Но говорю вполне серьезно: болезнь действительно оказалась очень тяжелой. — Пи-Эм понизил голос до шепота:
— Он был на грани помешательства. Ему совершенно нельзя пить.
— Ну и не будет.
— Погодите. Вы меня не поняли. Я хочу сказать: у него может появиться желание выпить. Особенно когда кругом все пьют. А для него капля алкоголя — уже яд.
— Не преувеличиваете?
— Нисколько.
— Вы уверены, Пи-Эм, что сказали мне всю правду?
— Зачем мне врать?
— Вот вы упомянули, что он был на грани помешательства. Только ли на грани? Может быть, в определенный момент…
— Тише, Лил!
— Значит, да?
— Надеюсь, вы умеете молчать?
Правильно он поступает? Или нет?
— И все-таки привозите его. Обещаю соблюдать осторожность.
У той, которая некогда подметила в Доналде что-то очень печальное, тоже был задумчивый вид. Теперь Пи-Эм вспомнил: перед ним внезапно ожило женское лицо.
Как странно воскрешать такие давние воспоминания здесь, рядом с желтыми водами реки, у подножия гор, снова закутавшихся в облака!
— Вот-те на! — бросил кто-то. — В Мексике опять дождь.
В самом деле, на горизонте, между небом и землей, встало нечто вроде колонны, еще более темной и зыбкой, чем раньше.
— Я же говорил, что зарядило на неделю самое меньшее!

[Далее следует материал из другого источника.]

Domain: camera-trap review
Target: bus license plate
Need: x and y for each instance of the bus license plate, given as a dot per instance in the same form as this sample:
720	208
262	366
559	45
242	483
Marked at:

Загудели моторы. Один за другим собравшиеся разъезжались по домам: перекусят, примут ванну и возьмутся за старое.
— Жду! — напомнила всем Лил Ноленд.
Лил Ноленд — брюнетка, кожа — как у мексиканки.
Та, которая говорила когда-то о печали Доналда, была блондинка, такая светлая, что казалась совсем белокурой. Тоненькая блондинка с продолговатым и, несмотря на неполные шестнадцать, уже серьезным лицом.
«Маленькая мама»…
Так называли ее там, в Айове, где папаша Эшбридж держал лавку, торгуя всякой всячиной: бакалеей, скобяным товаром, огородной рассадой, удобрениями, готовым платьем. В Эпплтоне была всего одна улица, и магазинчик папаши Эшбриджа располагался на самой середине ее, являясь, так сказать, центром и душой поселка. Дом был деревянный, одноэтажный, с верандой со стороны фасада; на этой веранде вечно торчали мужчины — пили пиво или жевали резинку, развалившись в качалках.
Родители «маленькой мамы» жили у самой околицы, в последнем на улице доме, кое-как сколоченном из старых досок, рифленого железа — словом, из того, что удалось подобрать на свалках, и слишком тесном для целой кучи — не то восемь, не то девять — ребятишек, калеки-матери, прикованной к инвалидному креслу, и почти всегда пьяного отца. фамилия их была Додсон, девочку звали Милдред.
Ходила она обычно босиком, в цветастом ситцевом платье, слишком просторном для такого худенького тела.
Тем не менее на несколько недель она стала подружкой Пи-Эм. Тогда ему, кажется, шел только шестнадцатый. Он был не из ранних: девушки еще вызывали в нем робость. Милдред оказалась первой, которую он повел в кино в соседний поселок Ферфилд.
Она никогда не смеялась. Доналд, которому едва стукнуло четырнадцать, был ростом с брата и на вид одних лет с ним.
— До чего же твой брат печальный…
Все это вспомнилось теперь Пи-Эм. До этого дня никто не замечал, что вид у Доналда печальнее, чем у других. Пи-Эм пропустил тогда эту реплику мимо ушей. Вскоре он опять стал ходить в высшую школу [3] в Ферфилде, а затем уехал — уехал всерьез, на семнадцать лет, и начисто забыл о Милдред, которую и поцеловал-то в темноте всего раз-другой.
Много позже брат написал ему, что женится. Выбрал он именно Милдред.
Любопытно, правда? С тех пор прошло двадцать лет, Санта-Крус разливалась неизвестно сколько раз, и надо же! Доналд оказывается у него, Пи-Эм, в комнате для гостей, а Милдред с детьми ждет мужа в Ногалесе, по ту сторону границы, за проволочной изгородью!
Пи-Эм больше ее не видел. Не видел он и детей — двух мальчиков и девочку, не знал даже, как их зовут.